The chessboard example (as well as the imaginary bacteria) shows us that no population can grow forever. Sooner or later, it will simply run out of resources - space, energy, water, whatever. Therefore, populations can only grow exponentially for a while, and sooner or later their growth must slow down. To do this, you need to change the equation so that when the population size approaches the maximum possible (which can be supported by the external environment), the growth rate slows down. Let's call this maximum population size K. Then the modified equation will look like this:

d N = rN(1 — (N/K)) d t

When N much less K, member N/K can be neglected, and we return to the original equation of ordinary exponential growth. However, when N approaches its maximum value K, value 1 - ( N/K) tends to zero, and accordingly the population growth tends to zero. The total population size in this case stabilizes and remains at the level K. The curve described by this equation, as well as the equation itself, have several names - S-curve, logistic equation, Volterra's equation, Lotka–Volterra equation. (Vito Volt e RRA, 1860-1940 - outstanding Italian mathematician and teacher; Alfred Lotka, 1880-1949 - American mathematician and insurance analyst.) Whatever it is called, it is a fairly simple expression of the size of a population growing sharply exponentially, and then slowing down as it approaches some limit. And it reflects the growth of real populations much better than the usual exponential function.
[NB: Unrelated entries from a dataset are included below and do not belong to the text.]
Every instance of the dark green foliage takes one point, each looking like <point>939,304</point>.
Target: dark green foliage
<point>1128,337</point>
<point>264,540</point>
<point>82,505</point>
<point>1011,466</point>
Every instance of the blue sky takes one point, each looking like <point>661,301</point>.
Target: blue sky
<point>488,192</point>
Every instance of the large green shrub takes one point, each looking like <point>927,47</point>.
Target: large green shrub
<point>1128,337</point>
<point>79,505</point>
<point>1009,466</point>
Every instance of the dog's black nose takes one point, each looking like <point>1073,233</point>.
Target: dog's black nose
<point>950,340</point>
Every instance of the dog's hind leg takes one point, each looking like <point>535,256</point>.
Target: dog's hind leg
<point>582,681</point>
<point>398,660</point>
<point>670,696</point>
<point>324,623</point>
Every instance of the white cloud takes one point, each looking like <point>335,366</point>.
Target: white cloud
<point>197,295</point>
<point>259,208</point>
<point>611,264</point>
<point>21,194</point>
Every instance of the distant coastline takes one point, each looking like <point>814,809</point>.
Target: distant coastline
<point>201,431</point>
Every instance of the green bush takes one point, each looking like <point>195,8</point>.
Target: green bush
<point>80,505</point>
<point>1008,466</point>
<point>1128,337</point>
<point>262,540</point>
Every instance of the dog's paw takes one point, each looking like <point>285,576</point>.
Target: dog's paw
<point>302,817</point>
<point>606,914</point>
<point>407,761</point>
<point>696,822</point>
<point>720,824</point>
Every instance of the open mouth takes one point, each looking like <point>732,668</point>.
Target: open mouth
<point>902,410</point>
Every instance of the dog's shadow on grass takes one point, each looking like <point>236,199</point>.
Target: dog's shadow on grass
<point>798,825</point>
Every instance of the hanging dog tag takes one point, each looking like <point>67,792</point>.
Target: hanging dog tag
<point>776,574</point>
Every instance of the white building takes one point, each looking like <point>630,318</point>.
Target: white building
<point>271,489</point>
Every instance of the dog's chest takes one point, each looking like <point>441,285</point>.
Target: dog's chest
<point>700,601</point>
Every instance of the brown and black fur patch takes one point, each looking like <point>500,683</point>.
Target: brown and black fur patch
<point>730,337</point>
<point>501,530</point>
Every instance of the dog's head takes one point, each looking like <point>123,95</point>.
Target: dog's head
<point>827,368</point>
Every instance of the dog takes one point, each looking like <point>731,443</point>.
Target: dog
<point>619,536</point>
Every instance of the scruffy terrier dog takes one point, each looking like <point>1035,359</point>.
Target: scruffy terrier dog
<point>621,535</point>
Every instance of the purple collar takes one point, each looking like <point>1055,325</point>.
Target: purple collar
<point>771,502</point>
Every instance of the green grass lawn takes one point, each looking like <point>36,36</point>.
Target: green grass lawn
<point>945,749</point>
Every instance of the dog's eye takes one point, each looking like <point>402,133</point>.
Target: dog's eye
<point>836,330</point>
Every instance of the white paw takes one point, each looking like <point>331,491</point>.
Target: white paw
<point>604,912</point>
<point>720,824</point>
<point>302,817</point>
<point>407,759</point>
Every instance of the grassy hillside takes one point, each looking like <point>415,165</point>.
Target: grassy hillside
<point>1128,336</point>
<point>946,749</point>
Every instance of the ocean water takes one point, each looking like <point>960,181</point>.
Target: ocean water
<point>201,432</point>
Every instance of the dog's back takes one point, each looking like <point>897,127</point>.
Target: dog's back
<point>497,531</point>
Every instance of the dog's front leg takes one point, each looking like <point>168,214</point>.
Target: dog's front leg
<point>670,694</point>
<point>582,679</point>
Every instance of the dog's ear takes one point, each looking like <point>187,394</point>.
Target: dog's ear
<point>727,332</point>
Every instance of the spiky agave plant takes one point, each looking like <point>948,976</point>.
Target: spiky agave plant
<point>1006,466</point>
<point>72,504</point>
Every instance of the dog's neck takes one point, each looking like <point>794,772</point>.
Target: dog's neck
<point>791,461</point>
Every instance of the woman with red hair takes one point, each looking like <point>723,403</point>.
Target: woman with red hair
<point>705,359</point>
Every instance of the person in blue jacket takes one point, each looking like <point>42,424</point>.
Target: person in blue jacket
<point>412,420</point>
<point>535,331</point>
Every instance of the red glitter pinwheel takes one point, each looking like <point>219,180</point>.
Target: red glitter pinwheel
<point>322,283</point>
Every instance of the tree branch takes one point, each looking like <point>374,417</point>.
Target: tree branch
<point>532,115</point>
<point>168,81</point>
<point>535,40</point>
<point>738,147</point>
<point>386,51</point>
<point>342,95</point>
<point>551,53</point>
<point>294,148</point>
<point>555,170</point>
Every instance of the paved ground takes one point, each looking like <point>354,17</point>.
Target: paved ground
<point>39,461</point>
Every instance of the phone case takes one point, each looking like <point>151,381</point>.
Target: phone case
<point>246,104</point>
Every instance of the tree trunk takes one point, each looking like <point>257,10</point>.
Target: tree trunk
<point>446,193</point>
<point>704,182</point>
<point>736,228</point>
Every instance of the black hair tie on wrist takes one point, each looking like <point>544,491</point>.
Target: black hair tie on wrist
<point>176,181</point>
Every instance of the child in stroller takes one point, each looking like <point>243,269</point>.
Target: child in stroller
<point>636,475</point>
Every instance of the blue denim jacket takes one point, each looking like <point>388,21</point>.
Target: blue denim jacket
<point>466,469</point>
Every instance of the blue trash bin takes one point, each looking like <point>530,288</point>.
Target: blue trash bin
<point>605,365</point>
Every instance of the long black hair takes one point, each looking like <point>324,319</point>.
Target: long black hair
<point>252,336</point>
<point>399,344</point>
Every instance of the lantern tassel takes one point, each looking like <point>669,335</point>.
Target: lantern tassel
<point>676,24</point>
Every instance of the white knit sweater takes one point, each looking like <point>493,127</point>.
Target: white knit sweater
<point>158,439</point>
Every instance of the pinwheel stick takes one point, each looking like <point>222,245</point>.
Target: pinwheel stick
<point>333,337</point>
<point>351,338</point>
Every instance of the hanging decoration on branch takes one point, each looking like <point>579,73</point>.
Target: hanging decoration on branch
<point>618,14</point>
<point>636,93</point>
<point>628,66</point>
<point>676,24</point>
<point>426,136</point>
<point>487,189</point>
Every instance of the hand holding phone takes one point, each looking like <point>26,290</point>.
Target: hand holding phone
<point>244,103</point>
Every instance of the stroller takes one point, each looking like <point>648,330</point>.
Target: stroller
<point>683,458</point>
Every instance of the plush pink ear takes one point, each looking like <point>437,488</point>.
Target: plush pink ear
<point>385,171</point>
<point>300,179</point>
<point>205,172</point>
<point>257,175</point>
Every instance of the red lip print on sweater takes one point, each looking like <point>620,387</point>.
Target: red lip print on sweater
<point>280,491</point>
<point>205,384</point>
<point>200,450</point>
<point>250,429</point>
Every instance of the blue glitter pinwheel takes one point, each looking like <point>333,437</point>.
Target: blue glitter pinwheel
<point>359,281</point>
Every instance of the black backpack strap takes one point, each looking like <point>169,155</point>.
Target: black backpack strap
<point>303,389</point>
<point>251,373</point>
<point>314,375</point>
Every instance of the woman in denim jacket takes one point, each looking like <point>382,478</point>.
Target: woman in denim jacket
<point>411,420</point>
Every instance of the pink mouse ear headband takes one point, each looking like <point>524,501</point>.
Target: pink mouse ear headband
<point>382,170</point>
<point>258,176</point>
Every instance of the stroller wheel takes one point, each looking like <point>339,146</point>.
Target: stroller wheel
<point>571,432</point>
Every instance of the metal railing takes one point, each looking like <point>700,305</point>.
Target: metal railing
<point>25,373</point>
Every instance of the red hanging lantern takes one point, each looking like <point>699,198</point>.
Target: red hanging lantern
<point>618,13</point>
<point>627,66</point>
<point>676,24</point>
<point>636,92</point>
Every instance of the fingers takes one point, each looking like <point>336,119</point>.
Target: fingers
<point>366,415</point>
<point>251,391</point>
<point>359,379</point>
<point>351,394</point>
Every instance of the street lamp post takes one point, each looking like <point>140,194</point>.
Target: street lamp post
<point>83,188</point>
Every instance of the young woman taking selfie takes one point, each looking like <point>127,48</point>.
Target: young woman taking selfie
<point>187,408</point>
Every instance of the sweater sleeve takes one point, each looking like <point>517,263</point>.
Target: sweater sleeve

EXPONENTIAL DEPENDENCE IN NATURAL PROCESSES

Stoykov Dmitry

10 “A” class MBOU secondary school No. 177, g. Kazan

Khabibullina Alfiya Yakubovna

scientific supervisor, mathematics teacher of the highest category, MBOU Secondary School No. 177, Kazan

Introduction

In nature and human life, there are a large number of processes in which some quantities change in such a way that the ratio of a given quantity at regular intervals does not depend on time. Among these are the radioactive decay of substances, the increase in the amount in a bank account, etc. All these processes are described by an exponential function. I was interested in the question of why the occurrence of these processes does not depend on time. After all, logically, any changing processes must be correlated with an independent quantity - time. In reality, this rule does not always work.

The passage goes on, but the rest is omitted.